曹修连忙请他们进来,“真不好意思,店面刚盘下来,大伙来了,也没一口茶水喝。”
王五仔细打量了店铺布局,见宋采薇正端着一脸盆的水掀开帘子走出来,立即上前接过道:“怎么能让女神医干这种粗活。”
他看向身后的十余位乡亲,放声道:“许公子五个是我王五恩人,也是大家的恩人,他们端了那群贼和尚的老窝,让乡里失踪的姑娘们重新得以回家,我们应该感谢他们啊,可我们是老实的庄稼人,身上没有拿得出手的东西,除了这身力气,无以为报啊,所以我们一起来帮许公子把店铺打扫干净吧。”
一席话,乡亲们听了无不赞同。
王五一把夺过曹修手里的掸子,王家婶子拉宋采薇在一旁的椅子上坐下,其余乡亲或拿扫帚,或拿毛巾拖地,或去取水倒水,就是不让曹修五个人动手。

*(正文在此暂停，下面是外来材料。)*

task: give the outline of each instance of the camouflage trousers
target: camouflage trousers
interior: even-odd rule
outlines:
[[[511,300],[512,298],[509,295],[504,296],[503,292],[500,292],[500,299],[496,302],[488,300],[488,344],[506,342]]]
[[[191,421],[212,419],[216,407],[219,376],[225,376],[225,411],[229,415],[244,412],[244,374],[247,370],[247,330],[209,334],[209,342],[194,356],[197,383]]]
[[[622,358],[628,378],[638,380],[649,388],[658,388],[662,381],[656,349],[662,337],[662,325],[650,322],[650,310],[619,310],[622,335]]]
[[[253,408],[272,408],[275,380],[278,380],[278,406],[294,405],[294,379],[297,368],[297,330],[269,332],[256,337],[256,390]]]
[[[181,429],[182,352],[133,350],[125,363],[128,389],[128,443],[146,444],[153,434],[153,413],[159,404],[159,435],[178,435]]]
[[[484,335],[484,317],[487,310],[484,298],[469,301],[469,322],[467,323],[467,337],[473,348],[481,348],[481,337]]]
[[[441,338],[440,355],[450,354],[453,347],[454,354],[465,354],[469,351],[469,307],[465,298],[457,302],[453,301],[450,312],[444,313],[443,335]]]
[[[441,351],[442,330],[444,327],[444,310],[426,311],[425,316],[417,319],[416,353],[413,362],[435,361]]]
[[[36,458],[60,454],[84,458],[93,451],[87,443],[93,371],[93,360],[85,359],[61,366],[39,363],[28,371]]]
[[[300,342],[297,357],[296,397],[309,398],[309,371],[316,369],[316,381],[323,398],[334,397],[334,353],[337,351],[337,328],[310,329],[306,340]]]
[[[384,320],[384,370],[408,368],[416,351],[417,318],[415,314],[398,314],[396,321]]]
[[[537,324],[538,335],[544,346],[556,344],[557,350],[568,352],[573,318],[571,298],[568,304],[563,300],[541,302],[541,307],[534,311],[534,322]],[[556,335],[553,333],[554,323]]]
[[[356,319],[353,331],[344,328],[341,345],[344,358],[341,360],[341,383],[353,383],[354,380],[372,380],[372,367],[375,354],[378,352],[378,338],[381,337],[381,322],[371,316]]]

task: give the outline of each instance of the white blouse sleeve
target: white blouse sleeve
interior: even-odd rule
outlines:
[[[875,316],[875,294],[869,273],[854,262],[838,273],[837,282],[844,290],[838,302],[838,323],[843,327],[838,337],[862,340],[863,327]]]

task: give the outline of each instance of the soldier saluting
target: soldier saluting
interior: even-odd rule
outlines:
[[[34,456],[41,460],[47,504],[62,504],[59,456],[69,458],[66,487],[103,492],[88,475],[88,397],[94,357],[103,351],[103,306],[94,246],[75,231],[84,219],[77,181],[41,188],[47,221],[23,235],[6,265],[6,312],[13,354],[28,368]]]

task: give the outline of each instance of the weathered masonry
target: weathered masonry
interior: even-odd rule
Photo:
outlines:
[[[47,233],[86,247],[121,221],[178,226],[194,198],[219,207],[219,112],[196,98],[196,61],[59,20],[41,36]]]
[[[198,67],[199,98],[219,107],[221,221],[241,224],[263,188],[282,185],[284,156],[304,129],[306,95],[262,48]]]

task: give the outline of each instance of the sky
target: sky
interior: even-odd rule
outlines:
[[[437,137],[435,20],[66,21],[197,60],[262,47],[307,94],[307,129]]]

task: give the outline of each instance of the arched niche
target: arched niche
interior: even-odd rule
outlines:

曹修宋采薇就这样干站着,王五几个不让他们插手,“公子别嫌我们脏,我们保证把屋里屋外收拾得妥妥当当,也不弄脏一处地方。”
刚学会擦桌子的曹莺莺跟着怔住了,她看向曹修:“他们为什么这样做?”
曹修叹道:“这就叫滴水之恩,当涌泉相报,都是好人啊。”
一个好汉三个帮,本来要用半天才能打扫完的新铺子,用了不到一个时辰,就被刘家乡的乡亲们打扫好了。
曹修知道如果拿钱,是在侮辱这些人,可如果不做点什么,自己心里会觉得过意不去。
于是,他和吴常张虎一起,去附近的面店煮了十几碗面回来,让王五一众乡亲吃饱喝足了再回去。
待人一走,药铺里又剩下曹修五人了。
宋采薇坐在椅子上,喝了口茶,刚才听曹修说了有关雷横垄断溧元县药材的事,她问道:“阿修,你打算怎么办?”
曹修看着她道:“不入虎穴,焉得虎子,这雷横是个不错的突破点,今天有些晚了,等明天吧,明日一早,我就去登门拜访。”